Ekavira was puzzled. He had numerous questions. He asked, “How were you able to escape Patala and reach here? Does her father known about her kidnapping? Why isn’t he doing anything?” Yashovati responded, “When I was young, I had obtained the Devi Bhagwati mantra. So when I was in Patala, I prayed to Goddess Chandika with the mantra. Chandika appeared to me in my dreams and said, ‘Quickly go to the banks of the Ganga River. King Ekavira will come there and help you. He will kill the Danava and rescue Ekavali.’ The Goddess gave me the strength and intelligence to find my way to you.”

Ekavira vs. Kalaketu

Ekavira responded, “I am that King Ekavira that you are looking for. I want to rescue this woman who wants to marry me. But I don’t know where this demon’s palace is. Quickly show me where this demon resides, so that I can slay him and rescue the princess.” Yashovati was relieved. Her friend would finally be rescued. She gave Ekavira the Trilokitilaka Mantra, which allowed him to travel anywhere at lightning-fast speeds. Ekavira called his army and together, they went to Patala. As Ekavira’s huge army approached Kalaketu’s city, the guards warned Kalaketu of his arrival. More messengers hurried in and told Kalaketu to fight the advancing army.
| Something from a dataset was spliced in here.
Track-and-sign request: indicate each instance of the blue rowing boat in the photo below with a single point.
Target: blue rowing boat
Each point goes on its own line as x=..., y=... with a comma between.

Kalaketu mounted his chariot and confronted Ekavira. A dramatic fight ensued, but after a long time, Ekavira gained the upper hand. He swung his mace at Kalaketu in a fatal blow. Kalaketu collapsed on the ground and his men fled. Seeing the Danava lying dead, Yashovati rejoiced and found Ekavali in Kalaketu’s palace. “Dear princess, come, come! The great king Ekavira has come! He has killed Kalaketu and he is expecting you. The love of your life is here!” But at this moment, Ekavali grew shy. She didn’t want to see King Ekavira before their marriage. So she mounted a covered palanquin carried by her attendants and went with Yashovati into the city. As they approached Ekavira and his army, the king said, “Princess, I have been anxious to see you, to lay sight on your beauty. Please show yourself to me.” But Yashovati, expressing Ekavali’s wish, said, “The princess will only see you once she is returned to her father’s palace. There, she will marry you and you will then be able to see her.” Ekavira agreed and the entire group returned to King Raibhya’s palace. The king rejoiced upon hearing of his daughter’s safe return. He thanked the king and soon, Ekavira and Ekavali were married in a grand ceremony. From the union of Ekavira and Ekavali, the great Haihaya line of kings was created. They were known as Haihaya because of their progenitor Ekavira’s name “Haihaya”.

Ekavira’s Descendants

Going back to Book 4 Chapter 11 of the Vishnu Purana, Ekavira and Ekavali’s son was known as Dharmanetra. He is often referred to as simply “Dharma”. The next few generations of the Haihaya dynasty are pretty insignificant. The wealth and the power of the Haihayas grew like any empire, and they often rivaled other groups such as the Yadavas that inhabited the western coasts. By this point, the Haihayas dominated most of the South Malwa Region, which today consists of Central India (Madhya Pradesh and Vindhya Mountains). Dharmanetra’s son was Kunti, and his son was Sahanji. Chapter 3 of Book 1 of the Harivamsha mentions that Sahanji constructed the city of Sahanjani. This city became an important trading city in the kingdom of the Haihayas. Sahanji’s son was Mahishmat, who founded another famous city: Mahishmati. This city is located in modern-day Maheshwar, Madhya Pradesh. Mahishmati soon became the capital of the extensive Haihaya Empire. This city is also mentioned numerous times in the Mahabharata. During the Mahabharata, it was ruled by a king named Nila.

The Fight Over Varanasi

This story is in the Harivamsa, Book 1, Chapter 29 and the Brahma Purana, Chapter 9

Mahishmat’s son was Bhadrasena (Bhadrasrenya), a king who finds mention across many Puranas for his various exploits. Bhadrasena was a great king, and he significantly expanded the power of the Haihayas northward and eastward into the Gangetic Plain. As I said, Bhadrasena has many stories associated with him, such as his abduction of a reborn celestial woman and his conflicts with the king of Ayodhya. Maybe I will tell these stories in a separate post on him. One of the many important cities that Bhadrasena ruled was the holy city of Varanasi. However, the great King Divodasa invaded Varanasi. He slaughtered Bhadrasena and 99 of Bhadrasena’s sons. He only spared the youngest son, Durmada, because Durmada was a mere boy. Thus, Divodasa conquered a large part of the Haihaya territories in the north. Shortly after Divodasa won Varanasi, a sage named Nikumbha cursed Varanasi that it would be desolate and uninhabited for a thousand years. This is another interesting story that you can read about here. Due to Nikumbha’s curse, a Rakshasa named Kshemaka invaded Varanasi and made it uninhabited. It was only during King Alarka’s reign that Kshemaka was defeated and Varanasi was restored to its past glory.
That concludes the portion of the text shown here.